I thought this was an interesting case, so I took quite a few photos of this particular larva -- and I'm glad that I did.  It turned out to be a new species which I think is Neophylax consimilis.  On N. consimilis, we read in Beaty ("The Trichoptera of North Carolina," p. 86):

N. consimilis -- well developed clavate ventral gills on abdominal segment 1; head and legs dark brown or with stripe or pale area...underside of head usually dark; spines on anterior pronotum needlelike.  Mostly a Mountain taxon.  Common.

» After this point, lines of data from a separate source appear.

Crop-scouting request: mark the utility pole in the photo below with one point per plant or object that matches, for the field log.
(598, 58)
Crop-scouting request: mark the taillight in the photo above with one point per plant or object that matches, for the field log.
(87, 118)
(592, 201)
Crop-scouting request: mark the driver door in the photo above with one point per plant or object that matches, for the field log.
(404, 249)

I can't say this is N. consimilis for sure --  I need to get a bigger specimen (this larva was 5 mm long) to check the anterior edge of the pronotum -- but everything else is there.  We can see the "dark brown legs and head" in the picture at the top of the page, while the dark underside of the head is clear from another live photo:


For the clavate gills, we need a microscope photo:


You can also see in this photo that there is a small, orange dot in the center of the head between the eyes.  That turned out to be a small "bump" or "tubercle."  I'll have to check with Beaty to see if that can be found on this species.  But, the only other species that seems to have this "semi-blunt" tubercle on its head is N. toshioi, and N. toshioi lacks the clavate gills.  Anyway, at the moment, at tentative ID of N. consimilis.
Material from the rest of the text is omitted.